I couldn’t forget that moment in a thousand years, not even if I tried.

She stepped into that room, and it was like the world froze briefly.

I’d never seen anything more beautiful. She was like a work of art, porcelain poured into a one-shouldered champagne gown that showed off the line of one leg, high heels that bent across the graceful arch of her foot, her blonde hair done in old Hollywood waves and pushed to one side.

Her mouth had been a slash of red that I’d dreamed countless times after of wearing around my cock.

I’d never wanted a woman so viscerally, so entirely, than I wanted her in that moment, like being struck by lightning.

And she was meant for Ilya. The Pakhan of Boston. My boss.

I can count the number of times I’ve ever spoken to her on one hand.

I’m Ilya’s enforcer, his bloody right hand, and there were very few times that I was ever required to say something to Svetlana Morozova.

But I helped her into a car once, and when she touched my hand, met my eyes, what I felt was more arousing than any woman I’ve fucked has ever been.

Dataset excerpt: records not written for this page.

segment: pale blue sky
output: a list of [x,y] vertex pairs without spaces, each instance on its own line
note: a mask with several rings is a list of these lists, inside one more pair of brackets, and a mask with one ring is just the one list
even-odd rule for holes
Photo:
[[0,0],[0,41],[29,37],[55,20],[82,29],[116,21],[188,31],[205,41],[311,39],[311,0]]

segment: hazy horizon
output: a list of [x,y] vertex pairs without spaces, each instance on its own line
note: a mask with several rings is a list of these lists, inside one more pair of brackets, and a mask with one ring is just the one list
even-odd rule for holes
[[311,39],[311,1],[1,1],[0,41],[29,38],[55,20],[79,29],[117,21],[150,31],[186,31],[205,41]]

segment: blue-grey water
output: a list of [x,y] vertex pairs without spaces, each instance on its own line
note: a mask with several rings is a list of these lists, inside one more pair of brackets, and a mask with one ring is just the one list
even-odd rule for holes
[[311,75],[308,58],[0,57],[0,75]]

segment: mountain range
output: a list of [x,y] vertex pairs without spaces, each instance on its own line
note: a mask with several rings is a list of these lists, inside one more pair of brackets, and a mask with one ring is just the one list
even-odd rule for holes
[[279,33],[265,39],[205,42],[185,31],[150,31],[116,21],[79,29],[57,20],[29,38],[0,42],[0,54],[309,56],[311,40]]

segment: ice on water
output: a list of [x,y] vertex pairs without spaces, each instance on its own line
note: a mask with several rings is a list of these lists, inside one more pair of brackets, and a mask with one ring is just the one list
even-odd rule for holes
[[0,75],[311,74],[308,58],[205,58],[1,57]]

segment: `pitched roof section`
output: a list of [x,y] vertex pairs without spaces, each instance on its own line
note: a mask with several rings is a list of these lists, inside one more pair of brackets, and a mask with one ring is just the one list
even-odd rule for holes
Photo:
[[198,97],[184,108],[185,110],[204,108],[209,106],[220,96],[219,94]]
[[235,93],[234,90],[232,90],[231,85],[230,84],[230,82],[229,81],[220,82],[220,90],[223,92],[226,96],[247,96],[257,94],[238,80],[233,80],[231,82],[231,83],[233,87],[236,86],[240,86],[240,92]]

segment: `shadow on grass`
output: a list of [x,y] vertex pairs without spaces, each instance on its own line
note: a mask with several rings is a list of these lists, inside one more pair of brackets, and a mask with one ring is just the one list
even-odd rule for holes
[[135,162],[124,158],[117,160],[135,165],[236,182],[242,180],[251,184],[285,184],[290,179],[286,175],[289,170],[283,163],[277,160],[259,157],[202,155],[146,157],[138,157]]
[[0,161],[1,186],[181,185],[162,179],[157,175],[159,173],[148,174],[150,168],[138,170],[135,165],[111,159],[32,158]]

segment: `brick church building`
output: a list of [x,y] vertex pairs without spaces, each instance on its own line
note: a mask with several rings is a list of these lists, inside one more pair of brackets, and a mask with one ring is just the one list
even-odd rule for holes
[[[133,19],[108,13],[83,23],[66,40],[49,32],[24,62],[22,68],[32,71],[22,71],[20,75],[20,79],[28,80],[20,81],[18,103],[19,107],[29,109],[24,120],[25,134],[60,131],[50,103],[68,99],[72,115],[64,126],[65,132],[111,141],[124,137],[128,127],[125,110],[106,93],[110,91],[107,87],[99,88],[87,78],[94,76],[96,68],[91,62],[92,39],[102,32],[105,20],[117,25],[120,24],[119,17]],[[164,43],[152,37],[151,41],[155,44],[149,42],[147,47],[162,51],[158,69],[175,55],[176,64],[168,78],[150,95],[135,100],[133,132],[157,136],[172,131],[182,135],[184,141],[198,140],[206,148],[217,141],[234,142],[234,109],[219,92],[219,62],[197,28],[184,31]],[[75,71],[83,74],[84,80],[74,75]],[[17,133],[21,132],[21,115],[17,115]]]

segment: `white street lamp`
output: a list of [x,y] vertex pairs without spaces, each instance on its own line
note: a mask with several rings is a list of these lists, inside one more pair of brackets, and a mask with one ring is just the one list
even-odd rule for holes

I remember going home that night and dreaming about her, getting off with the same hand she’d touched, lusting after her in a way that felt vicious, primal. Now, seeing her curled in this cell, broken and used and bloodied, I feel a sweeping wave of guilt for that… and so much more.

The contrast is obscene. That woman in the champagne dress, diamonds glittering at her throat, moving through a ballroom like a queen—and this woman, this broken thing curled in the corner, covered in filth and blood.

What have they done to her?

What have we done to her?

Because I was there that night when everything fell apart, when Ilya and I swept in guns blazing to save Mara from Sergei Kima, and found Svetlana there, too.

When I wanted to go to her, to help her, Ilya told me to stop.

When he told her to get out, without caring about what happened to her next, because she’d angered him, hurt Mara, the one thing that he can’t forgive.

And I obeyed. I had no idea what happened to her after that.

I have no idea what could possibly have caused her to come to this. To be here, instead of in Boston.

I have no idea how long she’s been enduring this torture, this degradation.